[Jandek] Cleveland Sunday

Michael.Goldman at CH2M.com Michael.Goldman at CH2M.com
Mon Aug 22 18:12:02 PDT 2011

I have been wanting to see a Jandek solo acoustic guitar oriented show since he began performing.  Last night in Cleveland exceeded all of the expectations I had.  It was a lesson in 21st century country blues.  The Rep sat center stage and played a small bodied acoustic guitar and harmonica.  The lyrical themes centered spiritual longing and romantic love and the areas of life where the two seem to overlap.  In some piece’s the yearning got downright creepy with lyrics like “I own you” and “You can marry me and leave and you will still belong to me”.  Many pieces were much more lighthearted.  One song was a local travelogue where stated “Man, that was cool as hell, Lighten up” and “Where’s your Governor?” as he told the story of a long walk down Cleveland’s Euclid Ave.  He was downright playful on one number where he clowned with existential themes stating “You think I’m here, I’m not here” while playing the guitar on his lap with a slide, Dobro style.  His most profound lyric of the night was “From the beginning to the end, you’ll have to be your own best friend”.  As usual, the Rep has some heavy things on his mind and as usual expresses them in his poetry the way no else does.
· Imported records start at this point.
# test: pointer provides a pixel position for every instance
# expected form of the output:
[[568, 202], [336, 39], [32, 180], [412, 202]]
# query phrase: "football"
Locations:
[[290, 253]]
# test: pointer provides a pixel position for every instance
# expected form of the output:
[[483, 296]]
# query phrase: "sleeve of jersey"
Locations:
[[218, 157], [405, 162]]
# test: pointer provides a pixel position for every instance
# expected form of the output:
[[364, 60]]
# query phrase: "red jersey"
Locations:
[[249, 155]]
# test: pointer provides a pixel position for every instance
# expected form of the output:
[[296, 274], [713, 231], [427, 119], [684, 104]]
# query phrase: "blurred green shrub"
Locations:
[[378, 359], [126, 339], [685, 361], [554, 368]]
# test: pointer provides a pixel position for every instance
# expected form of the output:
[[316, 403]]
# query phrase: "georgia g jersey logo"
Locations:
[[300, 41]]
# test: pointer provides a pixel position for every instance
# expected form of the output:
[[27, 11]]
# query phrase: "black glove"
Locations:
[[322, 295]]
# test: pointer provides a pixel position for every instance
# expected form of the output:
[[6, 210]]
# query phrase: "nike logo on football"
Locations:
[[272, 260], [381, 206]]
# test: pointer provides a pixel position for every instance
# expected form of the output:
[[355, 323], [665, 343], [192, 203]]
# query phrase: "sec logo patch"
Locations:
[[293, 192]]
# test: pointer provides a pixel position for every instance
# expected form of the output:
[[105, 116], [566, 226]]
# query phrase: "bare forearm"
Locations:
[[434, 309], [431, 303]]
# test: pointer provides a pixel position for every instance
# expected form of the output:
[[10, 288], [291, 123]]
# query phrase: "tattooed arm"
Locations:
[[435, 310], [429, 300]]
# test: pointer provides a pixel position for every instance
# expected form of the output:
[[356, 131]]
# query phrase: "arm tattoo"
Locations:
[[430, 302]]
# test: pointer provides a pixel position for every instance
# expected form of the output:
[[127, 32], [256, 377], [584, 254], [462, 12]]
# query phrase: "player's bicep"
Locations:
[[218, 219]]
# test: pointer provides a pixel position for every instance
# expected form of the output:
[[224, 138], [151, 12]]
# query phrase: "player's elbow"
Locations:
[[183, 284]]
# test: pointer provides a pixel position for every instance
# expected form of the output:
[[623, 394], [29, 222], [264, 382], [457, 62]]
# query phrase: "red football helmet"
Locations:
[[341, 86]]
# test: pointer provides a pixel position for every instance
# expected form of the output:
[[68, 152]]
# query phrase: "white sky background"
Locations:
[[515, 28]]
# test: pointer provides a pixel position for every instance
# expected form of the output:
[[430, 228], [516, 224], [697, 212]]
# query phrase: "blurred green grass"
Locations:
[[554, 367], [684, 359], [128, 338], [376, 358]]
There were also some transcendent moments on guitar.  What he has in common with the Delta Blues tradition is that the guitar is in the background as a prop for the song and the lyrics rather than exist for its own solo spotlight.  Most songs he played with a flat-pick in the style we’ve all heard but on several he played with his fingers in a more claw hammer style, down stroking with his fingers.  On one song he went for broke, strumming with all five right hand fingers in a flamenco style.  Tonally, the chording was sparse and steady on most songs but on a few he adopted more manic technique similar to “Back Porch Shimmy”.  It was obvious when the rhythm had him, he kept time with both feet and would begin rocking back and forth in his chair.  A high point of the night was when in a single song he was playing in 6/8 for the faster sections and 4/4 for the slower passages and managing to keep a groove.  He may not have the chops of a Bert Jansch or Richard Thompson but not many guitarists can pull those timing shifts off.  Time signature changes like that are one of many of the great pre-war blues men’s expressive tools for propelling a song, you have to wonder if he was consciously paying homage to players like Robert Johnson and Skip James.
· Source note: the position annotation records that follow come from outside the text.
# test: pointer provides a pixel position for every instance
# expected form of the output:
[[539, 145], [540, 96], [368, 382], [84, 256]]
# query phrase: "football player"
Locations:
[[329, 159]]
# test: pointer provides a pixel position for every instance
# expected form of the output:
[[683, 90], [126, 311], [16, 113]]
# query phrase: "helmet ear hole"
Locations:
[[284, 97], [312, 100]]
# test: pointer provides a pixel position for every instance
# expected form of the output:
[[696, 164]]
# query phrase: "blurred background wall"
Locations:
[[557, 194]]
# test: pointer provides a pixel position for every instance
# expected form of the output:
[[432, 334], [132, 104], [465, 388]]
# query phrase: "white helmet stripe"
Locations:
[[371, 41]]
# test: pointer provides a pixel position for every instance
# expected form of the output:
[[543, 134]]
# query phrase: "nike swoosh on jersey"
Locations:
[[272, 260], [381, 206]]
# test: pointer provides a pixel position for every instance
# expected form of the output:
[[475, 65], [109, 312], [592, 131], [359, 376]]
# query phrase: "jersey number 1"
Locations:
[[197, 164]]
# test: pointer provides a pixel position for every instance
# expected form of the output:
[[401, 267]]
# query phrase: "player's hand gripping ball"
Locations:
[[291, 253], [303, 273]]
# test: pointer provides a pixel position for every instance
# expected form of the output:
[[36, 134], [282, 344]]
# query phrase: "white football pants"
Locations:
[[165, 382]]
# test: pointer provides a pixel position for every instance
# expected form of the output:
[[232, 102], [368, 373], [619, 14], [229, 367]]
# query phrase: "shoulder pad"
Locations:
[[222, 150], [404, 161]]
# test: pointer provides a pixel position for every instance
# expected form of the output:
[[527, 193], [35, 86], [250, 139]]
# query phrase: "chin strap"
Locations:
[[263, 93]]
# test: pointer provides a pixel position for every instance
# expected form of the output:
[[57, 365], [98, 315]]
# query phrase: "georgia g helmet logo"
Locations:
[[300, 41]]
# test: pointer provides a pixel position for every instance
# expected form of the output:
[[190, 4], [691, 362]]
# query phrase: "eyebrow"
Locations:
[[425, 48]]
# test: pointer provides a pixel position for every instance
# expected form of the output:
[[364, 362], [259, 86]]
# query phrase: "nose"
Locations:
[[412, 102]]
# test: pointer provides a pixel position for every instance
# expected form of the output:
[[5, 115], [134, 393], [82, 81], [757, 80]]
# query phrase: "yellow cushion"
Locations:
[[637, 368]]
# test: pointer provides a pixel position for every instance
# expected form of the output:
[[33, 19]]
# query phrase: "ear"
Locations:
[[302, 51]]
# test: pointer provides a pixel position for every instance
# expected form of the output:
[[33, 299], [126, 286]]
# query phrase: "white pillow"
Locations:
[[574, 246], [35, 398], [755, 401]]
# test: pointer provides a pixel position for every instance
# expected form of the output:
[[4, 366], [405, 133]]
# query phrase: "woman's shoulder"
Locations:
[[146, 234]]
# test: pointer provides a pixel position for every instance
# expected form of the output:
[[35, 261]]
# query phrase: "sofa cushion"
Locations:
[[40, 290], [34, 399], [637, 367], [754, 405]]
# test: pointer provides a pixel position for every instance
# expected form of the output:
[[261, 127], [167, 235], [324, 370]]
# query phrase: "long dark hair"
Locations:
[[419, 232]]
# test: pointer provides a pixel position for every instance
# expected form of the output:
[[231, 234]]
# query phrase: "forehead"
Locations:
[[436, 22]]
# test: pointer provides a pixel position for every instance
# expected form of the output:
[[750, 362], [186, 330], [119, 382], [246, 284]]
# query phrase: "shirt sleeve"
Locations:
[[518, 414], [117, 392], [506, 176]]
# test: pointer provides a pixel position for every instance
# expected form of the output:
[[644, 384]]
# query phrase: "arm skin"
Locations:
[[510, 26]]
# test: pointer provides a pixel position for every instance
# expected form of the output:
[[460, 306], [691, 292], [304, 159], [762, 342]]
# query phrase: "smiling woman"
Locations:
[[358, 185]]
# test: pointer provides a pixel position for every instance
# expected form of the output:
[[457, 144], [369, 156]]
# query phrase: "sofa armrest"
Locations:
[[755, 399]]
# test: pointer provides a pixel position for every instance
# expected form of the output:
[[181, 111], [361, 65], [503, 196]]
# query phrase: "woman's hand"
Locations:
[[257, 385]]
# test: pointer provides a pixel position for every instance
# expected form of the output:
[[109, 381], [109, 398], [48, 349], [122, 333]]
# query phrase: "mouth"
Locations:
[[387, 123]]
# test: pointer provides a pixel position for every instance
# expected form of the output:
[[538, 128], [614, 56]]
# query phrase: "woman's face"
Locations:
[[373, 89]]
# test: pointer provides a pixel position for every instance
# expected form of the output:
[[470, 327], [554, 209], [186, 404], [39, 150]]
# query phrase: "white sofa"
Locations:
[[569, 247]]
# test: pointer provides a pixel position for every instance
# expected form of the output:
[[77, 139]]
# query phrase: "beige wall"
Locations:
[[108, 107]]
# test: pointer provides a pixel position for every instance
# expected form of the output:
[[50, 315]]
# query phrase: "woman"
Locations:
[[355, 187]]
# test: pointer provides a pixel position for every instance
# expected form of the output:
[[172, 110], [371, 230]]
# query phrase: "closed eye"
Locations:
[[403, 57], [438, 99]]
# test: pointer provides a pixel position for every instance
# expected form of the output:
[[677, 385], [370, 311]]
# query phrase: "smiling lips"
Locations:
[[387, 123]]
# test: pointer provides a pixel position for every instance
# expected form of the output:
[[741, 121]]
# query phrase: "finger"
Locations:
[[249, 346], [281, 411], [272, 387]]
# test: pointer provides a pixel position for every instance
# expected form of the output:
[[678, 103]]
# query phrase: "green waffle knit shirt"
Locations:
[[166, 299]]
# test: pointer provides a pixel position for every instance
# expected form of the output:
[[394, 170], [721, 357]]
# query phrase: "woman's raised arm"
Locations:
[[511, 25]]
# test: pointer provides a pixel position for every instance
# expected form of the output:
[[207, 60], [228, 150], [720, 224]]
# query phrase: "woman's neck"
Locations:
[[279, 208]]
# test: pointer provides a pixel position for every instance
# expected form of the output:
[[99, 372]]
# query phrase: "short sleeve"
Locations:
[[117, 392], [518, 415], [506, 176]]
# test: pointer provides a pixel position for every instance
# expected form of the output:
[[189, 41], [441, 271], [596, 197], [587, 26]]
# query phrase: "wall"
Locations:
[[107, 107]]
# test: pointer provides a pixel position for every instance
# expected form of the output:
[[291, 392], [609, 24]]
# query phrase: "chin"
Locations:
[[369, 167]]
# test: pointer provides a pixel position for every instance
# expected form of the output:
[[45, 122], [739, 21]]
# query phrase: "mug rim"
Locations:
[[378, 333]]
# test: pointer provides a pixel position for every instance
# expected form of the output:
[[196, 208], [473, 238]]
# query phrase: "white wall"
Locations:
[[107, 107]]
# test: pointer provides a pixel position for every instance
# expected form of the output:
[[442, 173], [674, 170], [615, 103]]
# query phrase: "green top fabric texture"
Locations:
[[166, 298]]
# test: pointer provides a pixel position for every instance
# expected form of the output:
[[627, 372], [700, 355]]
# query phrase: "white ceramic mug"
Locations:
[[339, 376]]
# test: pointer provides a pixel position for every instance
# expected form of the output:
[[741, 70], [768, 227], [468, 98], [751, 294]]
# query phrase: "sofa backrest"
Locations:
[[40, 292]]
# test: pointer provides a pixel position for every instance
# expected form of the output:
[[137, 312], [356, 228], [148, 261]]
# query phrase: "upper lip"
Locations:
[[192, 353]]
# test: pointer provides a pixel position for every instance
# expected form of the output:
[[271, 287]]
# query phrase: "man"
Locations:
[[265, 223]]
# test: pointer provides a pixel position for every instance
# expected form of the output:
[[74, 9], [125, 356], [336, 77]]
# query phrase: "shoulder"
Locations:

The venue was beautiful visually and very good sonically and the curator Rob Galo was an extremely nice fellow who took a lot of care in making this a successful performance, even wearing a suit and natty straw fedora for the evening.
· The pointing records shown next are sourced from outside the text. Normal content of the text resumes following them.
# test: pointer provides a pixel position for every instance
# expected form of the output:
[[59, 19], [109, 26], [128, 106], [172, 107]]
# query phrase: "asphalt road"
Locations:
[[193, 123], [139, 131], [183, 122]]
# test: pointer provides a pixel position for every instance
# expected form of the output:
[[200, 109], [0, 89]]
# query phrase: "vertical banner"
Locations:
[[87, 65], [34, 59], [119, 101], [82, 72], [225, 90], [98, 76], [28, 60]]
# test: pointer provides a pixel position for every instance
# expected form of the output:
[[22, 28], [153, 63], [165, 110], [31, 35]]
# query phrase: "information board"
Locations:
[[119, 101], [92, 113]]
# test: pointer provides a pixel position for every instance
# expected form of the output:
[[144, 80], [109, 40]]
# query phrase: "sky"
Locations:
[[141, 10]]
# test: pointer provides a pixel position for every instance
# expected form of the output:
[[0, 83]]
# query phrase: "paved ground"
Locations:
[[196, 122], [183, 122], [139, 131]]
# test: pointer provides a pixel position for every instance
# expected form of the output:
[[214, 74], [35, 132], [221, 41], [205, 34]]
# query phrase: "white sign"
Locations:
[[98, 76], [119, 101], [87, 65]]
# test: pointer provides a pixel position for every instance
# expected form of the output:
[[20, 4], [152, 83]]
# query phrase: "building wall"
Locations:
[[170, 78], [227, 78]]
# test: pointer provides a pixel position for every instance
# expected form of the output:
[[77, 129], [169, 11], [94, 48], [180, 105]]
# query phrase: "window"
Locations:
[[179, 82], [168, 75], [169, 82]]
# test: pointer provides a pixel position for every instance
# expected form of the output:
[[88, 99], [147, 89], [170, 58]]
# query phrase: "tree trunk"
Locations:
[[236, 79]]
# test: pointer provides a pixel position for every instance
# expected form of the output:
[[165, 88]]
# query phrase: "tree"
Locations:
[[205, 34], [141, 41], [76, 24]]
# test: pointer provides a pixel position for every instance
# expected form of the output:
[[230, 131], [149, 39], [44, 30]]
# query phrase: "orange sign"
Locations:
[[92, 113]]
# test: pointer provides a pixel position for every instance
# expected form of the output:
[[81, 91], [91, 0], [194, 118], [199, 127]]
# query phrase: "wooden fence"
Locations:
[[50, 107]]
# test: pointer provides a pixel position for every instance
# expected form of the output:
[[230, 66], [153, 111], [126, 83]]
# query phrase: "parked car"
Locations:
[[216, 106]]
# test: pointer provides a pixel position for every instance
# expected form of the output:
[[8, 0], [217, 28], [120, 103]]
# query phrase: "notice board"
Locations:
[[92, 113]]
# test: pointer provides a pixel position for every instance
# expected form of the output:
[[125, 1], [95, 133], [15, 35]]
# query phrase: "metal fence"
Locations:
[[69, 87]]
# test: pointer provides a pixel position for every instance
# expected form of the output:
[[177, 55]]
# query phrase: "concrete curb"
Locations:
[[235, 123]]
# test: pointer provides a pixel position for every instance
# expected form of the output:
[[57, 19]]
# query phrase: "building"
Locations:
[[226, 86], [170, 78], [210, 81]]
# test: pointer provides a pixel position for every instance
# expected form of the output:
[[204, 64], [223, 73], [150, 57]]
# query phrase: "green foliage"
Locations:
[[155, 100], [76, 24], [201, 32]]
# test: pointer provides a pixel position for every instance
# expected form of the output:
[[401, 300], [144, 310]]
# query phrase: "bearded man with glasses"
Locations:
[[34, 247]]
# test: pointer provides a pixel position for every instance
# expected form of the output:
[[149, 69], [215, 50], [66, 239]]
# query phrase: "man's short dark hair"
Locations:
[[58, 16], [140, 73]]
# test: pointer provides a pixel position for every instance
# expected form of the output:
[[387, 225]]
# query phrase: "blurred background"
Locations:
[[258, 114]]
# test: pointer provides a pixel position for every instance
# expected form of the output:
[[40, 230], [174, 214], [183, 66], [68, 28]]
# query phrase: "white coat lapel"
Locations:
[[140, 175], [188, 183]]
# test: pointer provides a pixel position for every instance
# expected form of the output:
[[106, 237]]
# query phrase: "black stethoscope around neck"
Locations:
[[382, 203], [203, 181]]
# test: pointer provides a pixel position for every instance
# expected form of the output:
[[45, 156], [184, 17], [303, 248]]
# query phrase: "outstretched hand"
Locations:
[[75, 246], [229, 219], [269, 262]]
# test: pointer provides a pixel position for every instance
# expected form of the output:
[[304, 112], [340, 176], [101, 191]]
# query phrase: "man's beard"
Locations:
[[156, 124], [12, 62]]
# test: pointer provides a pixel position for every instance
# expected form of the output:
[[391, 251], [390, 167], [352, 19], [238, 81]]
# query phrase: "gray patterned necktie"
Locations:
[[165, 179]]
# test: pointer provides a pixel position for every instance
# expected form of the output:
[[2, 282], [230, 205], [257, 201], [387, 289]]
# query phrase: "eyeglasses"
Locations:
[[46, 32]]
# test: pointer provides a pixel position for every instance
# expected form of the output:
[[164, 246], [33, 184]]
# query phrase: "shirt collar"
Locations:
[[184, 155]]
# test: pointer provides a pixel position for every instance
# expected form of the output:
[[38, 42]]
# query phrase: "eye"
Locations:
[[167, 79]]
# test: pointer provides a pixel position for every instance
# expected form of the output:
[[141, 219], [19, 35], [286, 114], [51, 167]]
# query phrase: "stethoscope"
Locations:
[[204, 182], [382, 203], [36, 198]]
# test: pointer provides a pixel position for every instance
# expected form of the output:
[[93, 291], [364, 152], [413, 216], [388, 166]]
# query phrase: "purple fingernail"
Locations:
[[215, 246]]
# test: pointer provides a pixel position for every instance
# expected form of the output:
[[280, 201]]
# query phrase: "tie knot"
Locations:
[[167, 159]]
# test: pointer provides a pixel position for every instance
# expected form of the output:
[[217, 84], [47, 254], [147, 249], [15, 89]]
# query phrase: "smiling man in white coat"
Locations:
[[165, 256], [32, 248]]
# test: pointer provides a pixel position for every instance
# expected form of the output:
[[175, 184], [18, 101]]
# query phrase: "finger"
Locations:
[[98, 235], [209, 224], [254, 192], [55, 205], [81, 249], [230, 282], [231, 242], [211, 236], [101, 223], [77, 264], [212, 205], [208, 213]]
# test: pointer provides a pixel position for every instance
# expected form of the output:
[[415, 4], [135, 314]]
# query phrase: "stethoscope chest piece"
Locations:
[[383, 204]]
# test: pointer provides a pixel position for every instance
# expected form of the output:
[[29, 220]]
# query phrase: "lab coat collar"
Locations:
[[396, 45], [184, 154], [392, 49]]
The songs were typically shorter lengths in the vein of works like “Moon So Blue” and “Blue Corpse” as opposed to longer ramblings like “Khartoum”.  So in some ways it was a return to form while at the same time it felt new Delta Blues for modern times – as if Skip James had studied under John Cage.  He came out swinging and made it clear why his shows are always worth attending, there’s nothing quite like him.